I read about “terminal lucidity” the other day, and breathed a sigh of relief inasmuch as I’m still wondering what it’s all about.

“At the end of life, it seems,” I said to Mary, “people who’ve been in comas and the like come to and ask how their grandchildren’s Little League season has been going.”

Actually, I don’t have to ask how the Little League season has been going: It went very well, thank you. It was Tyler Hansen, a 9-year-old, who caught my eye as I arrived one evening for the games at Pantigo. Strike, strike, strike. He was throwing nothing but strikes, and with zip too. I turned to a woman at my side — his mother, I was to learn — and said, “Wow, this kid is impressive!”
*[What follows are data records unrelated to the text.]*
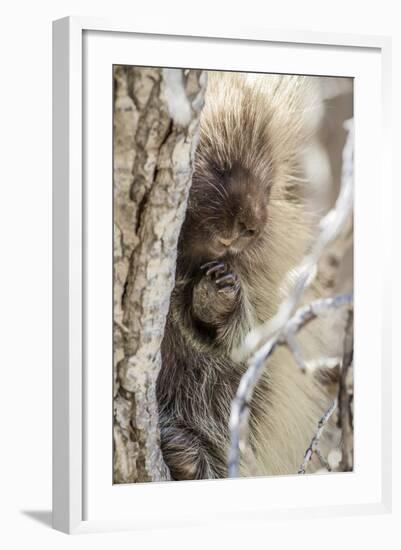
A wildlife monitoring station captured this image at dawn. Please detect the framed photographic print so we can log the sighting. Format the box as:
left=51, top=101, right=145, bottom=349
left=53, top=18, right=391, bottom=532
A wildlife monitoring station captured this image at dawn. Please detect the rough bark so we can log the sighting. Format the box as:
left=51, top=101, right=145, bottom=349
left=114, top=66, right=206, bottom=483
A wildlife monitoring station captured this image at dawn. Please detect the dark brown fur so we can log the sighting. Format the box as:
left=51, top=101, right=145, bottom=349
left=157, top=73, right=321, bottom=479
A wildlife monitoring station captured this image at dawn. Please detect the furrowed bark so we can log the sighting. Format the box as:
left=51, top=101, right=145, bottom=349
left=113, top=66, right=206, bottom=483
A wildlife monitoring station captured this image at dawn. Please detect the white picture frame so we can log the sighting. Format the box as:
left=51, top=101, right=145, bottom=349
left=53, top=17, right=391, bottom=533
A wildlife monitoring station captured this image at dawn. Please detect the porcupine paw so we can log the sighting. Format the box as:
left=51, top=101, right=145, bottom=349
left=193, top=260, right=240, bottom=325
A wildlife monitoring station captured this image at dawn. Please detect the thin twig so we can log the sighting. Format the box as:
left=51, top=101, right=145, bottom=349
left=228, top=120, right=353, bottom=477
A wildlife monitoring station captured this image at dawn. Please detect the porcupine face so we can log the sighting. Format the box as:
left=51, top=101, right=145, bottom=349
left=181, top=164, right=268, bottom=261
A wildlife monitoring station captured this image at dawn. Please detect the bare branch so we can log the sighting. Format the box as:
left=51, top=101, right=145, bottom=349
left=298, top=399, right=337, bottom=474
left=228, top=120, right=354, bottom=477
left=338, top=311, right=354, bottom=472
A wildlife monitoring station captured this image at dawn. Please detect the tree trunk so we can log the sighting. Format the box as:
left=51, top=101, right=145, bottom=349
left=113, top=66, right=206, bottom=483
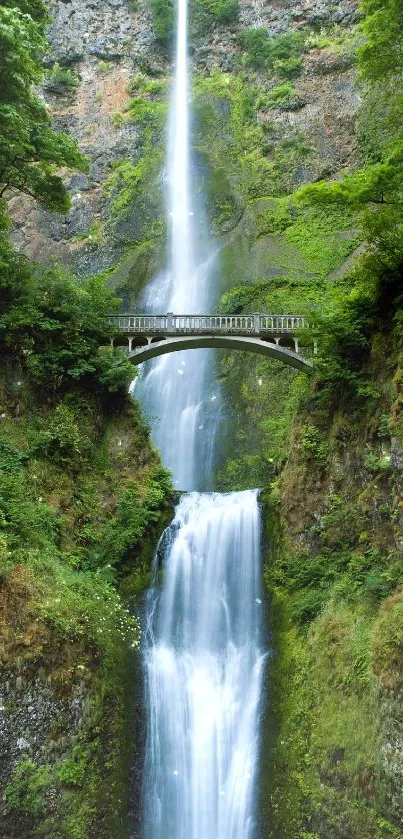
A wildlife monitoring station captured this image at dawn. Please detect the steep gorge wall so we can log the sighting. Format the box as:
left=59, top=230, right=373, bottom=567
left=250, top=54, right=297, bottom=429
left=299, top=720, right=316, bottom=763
left=11, top=0, right=358, bottom=298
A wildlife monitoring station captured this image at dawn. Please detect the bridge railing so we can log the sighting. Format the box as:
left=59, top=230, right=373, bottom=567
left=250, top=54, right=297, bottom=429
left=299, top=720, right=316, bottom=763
left=109, top=312, right=309, bottom=335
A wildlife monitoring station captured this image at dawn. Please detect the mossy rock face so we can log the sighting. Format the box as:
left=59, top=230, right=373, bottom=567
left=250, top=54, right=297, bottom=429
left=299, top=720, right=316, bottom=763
left=107, top=239, right=166, bottom=311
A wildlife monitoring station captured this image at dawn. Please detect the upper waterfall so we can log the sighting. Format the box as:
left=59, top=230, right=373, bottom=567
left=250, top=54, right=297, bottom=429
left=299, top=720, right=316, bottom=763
left=136, top=0, right=219, bottom=490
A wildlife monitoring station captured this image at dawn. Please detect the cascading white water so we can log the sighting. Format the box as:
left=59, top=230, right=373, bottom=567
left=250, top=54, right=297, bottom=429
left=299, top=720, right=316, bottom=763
left=145, top=491, right=264, bottom=839
left=140, top=0, right=264, bottom=839
left=136, top=0, right=217, bottom=490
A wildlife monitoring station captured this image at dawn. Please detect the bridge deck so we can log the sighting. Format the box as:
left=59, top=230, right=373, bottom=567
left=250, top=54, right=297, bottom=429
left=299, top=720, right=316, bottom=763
left=109, top=312, right=316, bottom=371
left=109, top=312, right=309, bottom=336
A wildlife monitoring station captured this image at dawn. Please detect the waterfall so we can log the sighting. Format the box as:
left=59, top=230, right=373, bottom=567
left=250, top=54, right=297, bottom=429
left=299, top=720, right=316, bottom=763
left=145, top=491, right=264, bottom=839
left=140, top=0, right=264, bottom=839
left=136, top=0, right=218, bottom=490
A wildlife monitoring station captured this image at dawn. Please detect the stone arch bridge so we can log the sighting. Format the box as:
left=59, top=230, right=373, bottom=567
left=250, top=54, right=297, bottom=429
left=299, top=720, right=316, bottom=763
left=109, top=312, right=317, bottom=373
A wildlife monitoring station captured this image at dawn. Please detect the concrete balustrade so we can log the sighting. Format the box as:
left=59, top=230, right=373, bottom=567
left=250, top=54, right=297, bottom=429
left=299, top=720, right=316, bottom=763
left=109, top=312, right=317, bottom=372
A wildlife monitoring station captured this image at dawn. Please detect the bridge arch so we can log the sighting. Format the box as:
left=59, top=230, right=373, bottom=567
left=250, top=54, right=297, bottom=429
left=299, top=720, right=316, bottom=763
left=128, top=335, right=313, bottom=373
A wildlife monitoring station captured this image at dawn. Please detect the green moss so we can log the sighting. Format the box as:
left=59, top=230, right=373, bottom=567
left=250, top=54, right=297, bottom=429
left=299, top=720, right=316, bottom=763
left=239, top=26, right=306, bottom=79
left=190, top=0, right=239, bottom=36
left=150, top=0, right=174, bottom=46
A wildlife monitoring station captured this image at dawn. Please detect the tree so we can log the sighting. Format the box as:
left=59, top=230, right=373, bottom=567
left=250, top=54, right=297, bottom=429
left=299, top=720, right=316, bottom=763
left=0, top=5, right=87, bottom=212
left=358, top=0, right=403, bottom=83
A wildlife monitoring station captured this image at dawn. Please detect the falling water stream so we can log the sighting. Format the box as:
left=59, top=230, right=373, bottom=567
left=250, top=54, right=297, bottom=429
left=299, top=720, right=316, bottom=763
left=140, top=0, right=265, bottom=839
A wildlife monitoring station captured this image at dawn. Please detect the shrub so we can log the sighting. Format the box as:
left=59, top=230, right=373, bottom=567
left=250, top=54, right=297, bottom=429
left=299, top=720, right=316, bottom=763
left=4, top=758, right=51, bottom=819
left=150, top=0, right=174, bottom=45
left=193, top=0, right=239, bottom=34
left=239, top=27, right=305, bottom=78
left=299, top=425, right=329, bottom=467
left=372, top=593, right=403, bottom=691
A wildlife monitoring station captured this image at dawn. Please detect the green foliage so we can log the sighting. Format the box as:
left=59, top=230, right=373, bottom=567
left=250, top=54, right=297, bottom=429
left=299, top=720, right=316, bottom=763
left=150, top=0, right=174, bottom=46
left=102, top=467, right=171, bottom=566
left=359, top=0, right=403, bottom=82
left=256, top=82, right=296, bottom=109
left=239, top=26, right=306, bottom=79
left=0, top=3, right=87, bottom=212
left=31, top=404, right=90, bottom=465
left=299, top=425, right=329, bottom=467
left=371, top=593, right=403, bottom=691
left=4, top=758, right=51, bottom=819
left=0, top=258, right=133, bottom=398
left=191, top=0, right=239, bottom=35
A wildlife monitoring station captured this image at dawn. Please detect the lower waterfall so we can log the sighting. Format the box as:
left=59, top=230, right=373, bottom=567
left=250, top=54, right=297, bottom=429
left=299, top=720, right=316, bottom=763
left=144, top=490, right=265, bottom=839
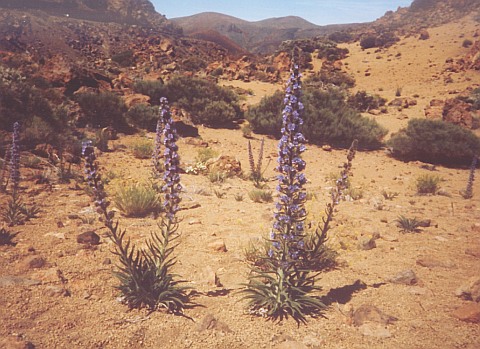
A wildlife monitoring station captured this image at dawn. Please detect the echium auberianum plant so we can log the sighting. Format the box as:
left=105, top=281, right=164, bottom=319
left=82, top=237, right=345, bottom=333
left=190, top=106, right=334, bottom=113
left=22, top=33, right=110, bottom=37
left=243, top=64, right=324, bottom=323
left=460, top=155, right=478, bottom=199
left=302, top=139, right=358, bottom=272
left=2, top=122, right=39, bottom=226
left=83, top=97, right=188, bottom=313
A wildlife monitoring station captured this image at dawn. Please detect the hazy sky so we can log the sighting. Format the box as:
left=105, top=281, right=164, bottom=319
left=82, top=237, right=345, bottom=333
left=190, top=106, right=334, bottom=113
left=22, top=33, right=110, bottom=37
left=150, top=0, right=413, bottom=25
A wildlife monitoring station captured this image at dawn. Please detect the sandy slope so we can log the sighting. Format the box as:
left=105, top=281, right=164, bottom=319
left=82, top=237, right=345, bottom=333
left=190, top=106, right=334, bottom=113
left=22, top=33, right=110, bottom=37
left=0, top=12, right=480, bottom=349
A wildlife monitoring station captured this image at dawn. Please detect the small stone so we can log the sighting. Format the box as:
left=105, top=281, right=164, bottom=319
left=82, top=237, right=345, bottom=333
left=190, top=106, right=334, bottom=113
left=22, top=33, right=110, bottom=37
left=45, top=286, right=70, bottom=297
left=197, top=314, right=232, bottom=333
left=0, top=337, right=35, bottom=349
left=322, top=144, right=332, bottom=151
left=352, top=304, right=397, bottom=326
left=0, top=276, right=42, bottom=287
left=275, top=341, right=308, bottom=349
left=417, top=256, right=455, bottom=269
left=22, top=256, right=46, bottom=270
left=208, top=240, right=227, bottom=252
left=358, top=236, right=377, bottom=251
left=388, top=269, right=418, bottom=285
left=358, top=323, right=392, bottom=338
left=453, top=303, right=480, bottom=324
left=77, top=231, right=100, bottom=245
left=455, top=277, right=480, bottom=303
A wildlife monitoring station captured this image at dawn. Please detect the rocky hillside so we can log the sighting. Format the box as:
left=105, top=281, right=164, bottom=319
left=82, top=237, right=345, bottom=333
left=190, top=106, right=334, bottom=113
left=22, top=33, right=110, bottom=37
left=172, top=12, right=356, bottom=54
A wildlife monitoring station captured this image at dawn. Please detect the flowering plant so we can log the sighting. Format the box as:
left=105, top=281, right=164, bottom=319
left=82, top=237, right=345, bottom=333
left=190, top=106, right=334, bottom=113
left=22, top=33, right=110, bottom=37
left=83, top=98, right=188, bottom=313
left=243, top=65, right=324, bottom=322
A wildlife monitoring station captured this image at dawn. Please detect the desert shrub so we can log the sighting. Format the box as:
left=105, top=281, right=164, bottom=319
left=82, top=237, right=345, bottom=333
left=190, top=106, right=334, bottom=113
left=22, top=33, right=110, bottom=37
left=134, top=76, right=242, bottom=127
left=131, top=139, right=153, bottom=159
left=195, top=148, right=218, bottom=164
left=113, top=183, right=161, bottom=217
left=247, top=88, right=387, bottom=149
left=125, top=104, right=159, bottom=132
left=112, top=50, right=134, bottom=67
left=387, top=119, right=480, bottom=165
left=75, top=92, right=129, bottom=132
left=396, top=216, right=421, bottom=233
left=328, top=31, right=353, bottom=43
left=347, top=91, right=387, bottom=112
left=415, top=173, right=442, bottom=194
left=133, top=80, right=167, bottom=104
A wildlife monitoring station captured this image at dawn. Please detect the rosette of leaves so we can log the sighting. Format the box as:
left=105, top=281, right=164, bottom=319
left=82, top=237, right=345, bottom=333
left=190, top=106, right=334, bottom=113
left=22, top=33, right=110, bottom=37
left=83, top=103, right=188, bottom=313
left=243, top=61, right=324, bottom=323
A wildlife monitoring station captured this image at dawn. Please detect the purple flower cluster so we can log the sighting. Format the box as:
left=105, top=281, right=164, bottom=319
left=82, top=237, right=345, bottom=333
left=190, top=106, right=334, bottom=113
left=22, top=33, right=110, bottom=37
left=82, top=141, right=114, bottom=230
left=10, top=121, right=20, bottom=196
left=268, top=65, right=307, bottom=268
left=152, top=111, right=164, bottom=176
left=160, top=97, right=182, bottom=222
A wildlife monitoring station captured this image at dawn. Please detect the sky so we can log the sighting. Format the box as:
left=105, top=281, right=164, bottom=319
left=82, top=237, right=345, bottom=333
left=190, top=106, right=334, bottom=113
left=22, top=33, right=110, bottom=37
left=150, top=0, right=413, bottom=25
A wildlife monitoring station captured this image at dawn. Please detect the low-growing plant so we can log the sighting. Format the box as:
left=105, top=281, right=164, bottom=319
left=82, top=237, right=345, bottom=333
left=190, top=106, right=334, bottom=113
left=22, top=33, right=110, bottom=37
left=213, top=189, right=227, bottom=199
left=248, top=189, right=273, bottom=203
left=113, top=182, right=161, bottom=217
left=396, top=216, right=421, bottom=233
left=0, top=228, right=18, bottom=246
left=382, top=190, right=398, bottom=200
left=387, top=119, right=480, bottom=165
left=131, top=139, right=153, bottom=159
left=415, top=173, right=442, bottom=194
left=195, top=148, right=218, bottom=164
left=83, top=99, right=189, bottom=314
left=208, top=171, right=227, bottom=183
left=234, top=193, right=243, bottom=202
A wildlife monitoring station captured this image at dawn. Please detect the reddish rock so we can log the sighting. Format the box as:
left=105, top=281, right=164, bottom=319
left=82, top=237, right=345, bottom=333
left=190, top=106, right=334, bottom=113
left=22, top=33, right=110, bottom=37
left=443, top=98, right=473, bottom=129
left=452, top=303, right=480, bottom=324
left=77, top=231, right=100, bottom=245
left=419, top=29, right=430, bottom=40
left=123, top=93, right=150, bottom=109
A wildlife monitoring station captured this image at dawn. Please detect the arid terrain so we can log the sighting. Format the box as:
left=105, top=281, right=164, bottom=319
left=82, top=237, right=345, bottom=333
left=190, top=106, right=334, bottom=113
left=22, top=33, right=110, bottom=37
left=0, top=0, right=480, bottom=349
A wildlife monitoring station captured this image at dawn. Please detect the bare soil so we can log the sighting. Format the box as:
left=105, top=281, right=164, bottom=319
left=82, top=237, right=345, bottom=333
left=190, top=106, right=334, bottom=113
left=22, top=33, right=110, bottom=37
left=0, top=14, right=480, bottom=349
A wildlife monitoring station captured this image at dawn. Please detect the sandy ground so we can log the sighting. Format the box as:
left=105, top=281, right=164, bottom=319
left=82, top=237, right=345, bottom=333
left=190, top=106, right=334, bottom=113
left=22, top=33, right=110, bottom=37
left=0, top=12, right=480, bottom=349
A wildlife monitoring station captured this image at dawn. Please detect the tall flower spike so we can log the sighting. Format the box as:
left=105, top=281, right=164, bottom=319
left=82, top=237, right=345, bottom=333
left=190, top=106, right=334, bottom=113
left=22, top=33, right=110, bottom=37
left=160, top=97, right=182, bottom=223
left=152, top=111, right=163, bottom=176
left=10, top=121, right=20, bottom=197
left=269, top=65, right=307, bottom=268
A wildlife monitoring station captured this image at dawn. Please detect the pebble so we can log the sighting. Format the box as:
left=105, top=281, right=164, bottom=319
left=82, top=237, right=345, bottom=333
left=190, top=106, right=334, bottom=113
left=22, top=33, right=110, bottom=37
left=77, top=231, right=100, bottom=245
left=452, top=303, right=480, bottom=324
left=208, top=240, right=227, bottom=252
left=388, top=269, right=418, bottom=285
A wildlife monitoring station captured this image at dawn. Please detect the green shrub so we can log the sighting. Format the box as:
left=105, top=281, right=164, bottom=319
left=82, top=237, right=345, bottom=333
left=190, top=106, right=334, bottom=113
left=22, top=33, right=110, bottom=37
left=347, top=91, right=387, bottom=112
left=113, top=183, right=161, bottom=217
left=75, top=92, right=129, bottom=132
left=131, top=139, right=153, bottom=159
left=247, top=88, right=387, bottom=149
left=138, top=76, right=242, bottom=127
left=396, top=216, right=421, bottom=233
left=112, top=50, right=135, bottom=67
left=387, top=119, right=480, bottom=165
left=195, top=148, right=218, bottom=164
left=416, top=174, right=442, bottom=194
left=125, top=104, right=160, bottom=132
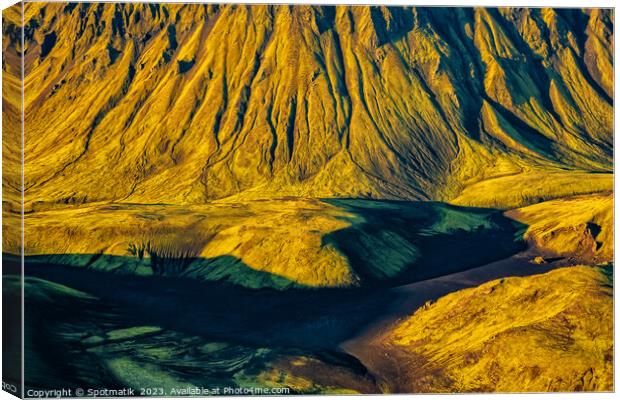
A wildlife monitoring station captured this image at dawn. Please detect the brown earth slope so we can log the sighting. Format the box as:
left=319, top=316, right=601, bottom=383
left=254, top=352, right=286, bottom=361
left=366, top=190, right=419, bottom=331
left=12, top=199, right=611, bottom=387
left=3, top=3, right=613, bottom=204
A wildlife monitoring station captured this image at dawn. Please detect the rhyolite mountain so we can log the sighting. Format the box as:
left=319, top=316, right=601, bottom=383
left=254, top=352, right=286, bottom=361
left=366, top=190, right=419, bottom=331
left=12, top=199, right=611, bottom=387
left=3, top=3, right=614, bottom=209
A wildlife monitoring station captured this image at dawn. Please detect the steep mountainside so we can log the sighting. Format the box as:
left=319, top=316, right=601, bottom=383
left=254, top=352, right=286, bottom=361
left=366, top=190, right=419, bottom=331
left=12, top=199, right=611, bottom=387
left=3, top=3, right=614, bottom=207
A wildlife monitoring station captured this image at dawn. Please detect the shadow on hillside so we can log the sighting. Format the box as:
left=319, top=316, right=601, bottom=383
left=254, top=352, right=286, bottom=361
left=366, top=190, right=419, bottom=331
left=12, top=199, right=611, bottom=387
left=3, top=199, right=542, bottom=391
left=323, top=199, right=526, bottom=286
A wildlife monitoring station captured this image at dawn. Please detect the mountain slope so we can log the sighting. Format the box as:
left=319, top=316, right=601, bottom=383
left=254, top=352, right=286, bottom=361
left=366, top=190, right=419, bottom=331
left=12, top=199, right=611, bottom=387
left=3, top=3, right=613, bottom=207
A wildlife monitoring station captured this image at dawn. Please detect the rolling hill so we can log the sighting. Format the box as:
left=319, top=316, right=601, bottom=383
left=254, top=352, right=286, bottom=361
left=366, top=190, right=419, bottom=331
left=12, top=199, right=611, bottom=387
left=2, top=2, right=614, bottom=393
left=3, top=3, right=613, bottom=208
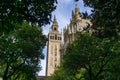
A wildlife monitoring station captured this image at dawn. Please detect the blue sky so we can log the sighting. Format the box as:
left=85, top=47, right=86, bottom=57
left=39, top=0, right=91, bottom=76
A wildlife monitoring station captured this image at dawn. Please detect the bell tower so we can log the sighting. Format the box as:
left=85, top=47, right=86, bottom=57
left=46, top=16, right=62, bottom=76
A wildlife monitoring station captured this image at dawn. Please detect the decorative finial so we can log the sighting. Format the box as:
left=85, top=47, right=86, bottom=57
left=54, top=15, right=56, bottom=21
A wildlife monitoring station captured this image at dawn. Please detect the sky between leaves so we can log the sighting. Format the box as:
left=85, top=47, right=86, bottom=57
left=39, top=0, right=91, bottom=76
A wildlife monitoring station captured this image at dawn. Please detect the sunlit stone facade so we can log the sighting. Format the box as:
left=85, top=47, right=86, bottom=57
left=46, top=5, right=92, bottom=76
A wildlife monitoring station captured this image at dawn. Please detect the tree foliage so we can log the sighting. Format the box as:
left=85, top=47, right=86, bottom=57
left=83, top=0, right=120, bottom=38
left=0, top=23, right=46, bottom=80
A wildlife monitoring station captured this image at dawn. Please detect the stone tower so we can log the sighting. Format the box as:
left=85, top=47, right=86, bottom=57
left=46, top=16, right=62, bottom=76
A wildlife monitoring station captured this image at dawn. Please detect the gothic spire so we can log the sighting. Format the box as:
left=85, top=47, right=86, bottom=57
left=52, top=15, right=58, bottom=31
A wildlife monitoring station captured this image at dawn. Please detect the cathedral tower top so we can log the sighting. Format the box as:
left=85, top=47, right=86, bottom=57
left=52, top=16, right=58, bottom=32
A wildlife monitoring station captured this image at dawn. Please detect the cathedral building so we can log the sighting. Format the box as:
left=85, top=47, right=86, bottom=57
left=46, top=5, right=92, bottom=76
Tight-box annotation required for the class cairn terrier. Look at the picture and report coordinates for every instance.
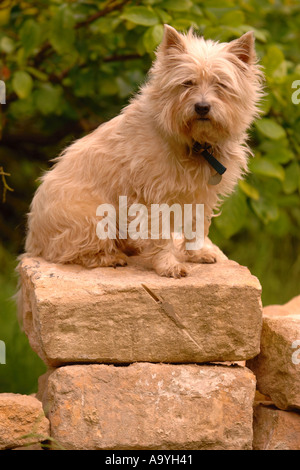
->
[25,25,262,277]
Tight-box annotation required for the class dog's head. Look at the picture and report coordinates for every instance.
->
[148,25,262,143]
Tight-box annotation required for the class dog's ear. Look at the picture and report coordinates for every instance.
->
[229,31,256,65]
[159,24,185,52]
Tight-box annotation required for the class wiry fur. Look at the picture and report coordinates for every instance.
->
[22,26,261,277]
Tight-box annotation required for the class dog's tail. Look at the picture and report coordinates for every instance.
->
[12,255,25,329]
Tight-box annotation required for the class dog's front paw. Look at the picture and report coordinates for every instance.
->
[156,263,188,279]
[186,248,217,264]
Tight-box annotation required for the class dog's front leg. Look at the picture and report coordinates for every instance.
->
[143,240,188,278]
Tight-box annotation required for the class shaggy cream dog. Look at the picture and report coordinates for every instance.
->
[26,26,262,277]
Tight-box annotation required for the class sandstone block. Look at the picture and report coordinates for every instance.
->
[0,393,50,450]
[43,363,255,450]
[253,404,300,450]
[247,296,300,410]
[20,253,262,366]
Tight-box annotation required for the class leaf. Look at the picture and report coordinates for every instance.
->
[121,6,159,26]
[34,83,61,116]
[220,10,245,28]
[12,70,33,99]
[0,36,16,54]
[250,197,279,224]
[20,19,41,56]
[266,147,295,163]
[143,24,164,52]
[163,0,193,11]
[255,118,286,140]
[262,45,284,75]
[50,5,75,54]
[249,158,285,181]
[282,161,300,194]
[215,189,248,238]
[239,180,259,201]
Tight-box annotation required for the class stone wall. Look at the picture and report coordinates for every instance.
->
[0,253,300,450]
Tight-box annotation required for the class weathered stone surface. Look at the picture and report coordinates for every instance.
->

I don’t want to give him a swelled head, but his grit and his mechanics were so evident that it’s stuck in my mind, and I’ve seen many Little League games in my time, including those played by the 1991 team that won the district and county championships, the team that Brendan Fennell seemed always to bail out with grand-slam home runs with two outs in the bottom of the ninth and with East Hampton trailing by three.

That may not be utterly lucid, but it’s the way I remember it. Just as I remember Andy Tuthill repeatedly hitting a 4-year-old’s equivalent to a 500-foot (well, make that a 400-foot) homer with his father and me looking on, and Ross Gload’s three home runs into St. Joseph’s College’s parking lot, each farther than the last, in the small school county championship game of 1994.

Funny what you remember. Roberto Clemente’s rifled throws from right field that caught by surprise runners who’d made a wide turn in rounding first base is another. And how sad Muffin and I were when we heard he had died.

So perhaps baseball in East Hampton will come around again. If it does, we’ll have people like Vinny Alversa, Henry Meyer, Tim Garneau, and Kevin Brophy to thank for it, not to mention the players themselves.

It really is a matter of the spirit — not just mind and body — as I suppose is the case with all exceptional teams.

The spirit grows and flourishes and moves on.